Finding Needles in a Haystack
This is a guest post by WebHubbleTelescope.In school, we used to do horrendously difficult mathematical "word" problems routinely. I remember occasionally getting one right, but more often ended up punting on the problem, and then waiting for the teacher to explain the solution in all its elegant simplicity. Of course, just about every real-world problem contains inherent ambiguities and incomplete information. So we rarely get to see the elegant solution in our day-to-day work life. Sometimes we get lucky and nail a problem, but in the majority of cases, we eventually resort to creating a limited model of the problem domain and deal with that.
The problem that I have recently wrestled with has to do with predicting future oil discoveries based on historical dynamics.

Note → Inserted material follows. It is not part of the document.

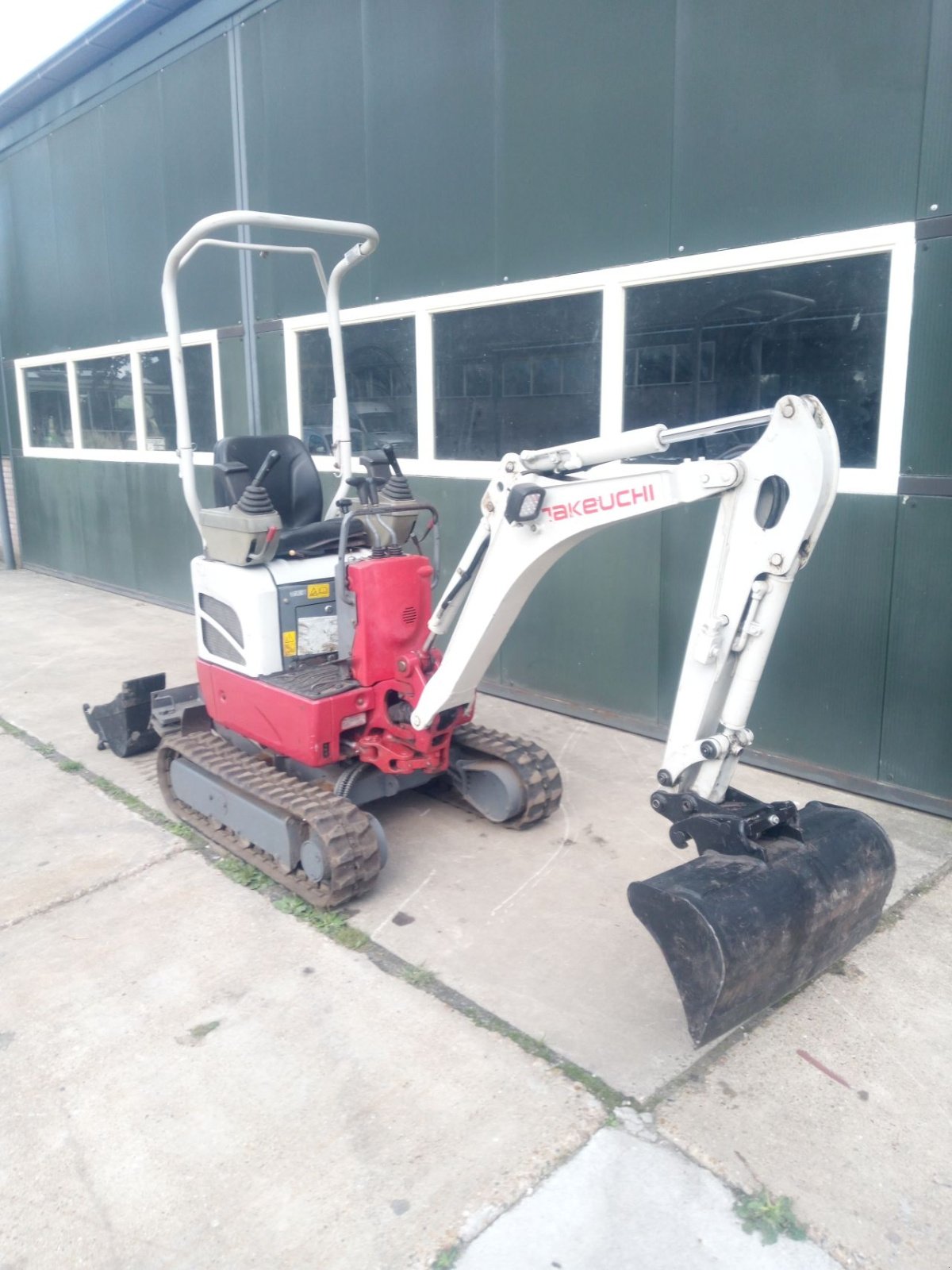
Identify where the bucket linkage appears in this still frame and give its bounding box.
[628,789,896,1045]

Ideally, I want to reduce it to a solution that has the elegance of a word problem, and not have to deal with messy economic and geologic factors that would quickly turn it into a rat's nest of complexity. Call me an optimist in this regard, but my intuition tells me that the solution remains as simple as ... finding needles in a haystack.

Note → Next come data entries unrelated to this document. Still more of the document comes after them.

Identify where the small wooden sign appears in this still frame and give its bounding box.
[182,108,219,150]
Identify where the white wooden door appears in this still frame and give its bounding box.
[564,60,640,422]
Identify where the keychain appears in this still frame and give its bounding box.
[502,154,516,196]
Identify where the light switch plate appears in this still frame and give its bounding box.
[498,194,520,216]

So I present a starter word problem:
Given a large number of needles dispersed in a random spatial manner throughout a good-sized haystack, at what point in time would we find the maximum number of needles? As a nod to technology we get to monotonically increase our search efficiency as we dig through the stack, and we can add human helpers as we progress.
Answer: Obvious, and we don't have to even lift a pen. On average, the maximum discovery of needles occurs as we sift through the last of the volume, and once finished, the discovery rate drops to nil. So the instantaneous "discovery" rate looks similar to the curve at the right. The acceleration upward in the curve occurs as we get more proficient over time and can attract some help. Note that if we mixed larger nails and smaller pins with the needles and instead measured total weight or volume instead of quantity, we would have the same curve (this has implications for the oil discovery problem).
Next, let's make the word problem a bit more sophisticated. Say that instead of dispersing the needles randomly through the entire haystack, we only do it to a certain depth, and to top it off, we do not reveal to the needle and pin searchers this depth. They basically have to oversample the haystack to find all the needles. If you look at the following figure, we separate out the "easy" part of the search from the "difficult" part (i.e. difficult as in not finding much even though we expend the effort). The boxes represent monotonically increasing sampling volumes, which we use to sweep out the volume of the haystack.
Suffice to say, if we search top to bottom, we will similiarly reach a peak,
but the peak will also contain a gradual backside. Intuitively, we can sense
that the sharpness of the peak reduces as the sampling volume overlaps the
region that contains the needles with the region absent of needles. And then
as the sampling volume drifts even deeper, the amount discovered drops closer
and closer to zero.
For us to draw the peak as a smooth curve, we need to add stochastic behavior to the search process. This can occur, for example, if the individual searchers have varying skills.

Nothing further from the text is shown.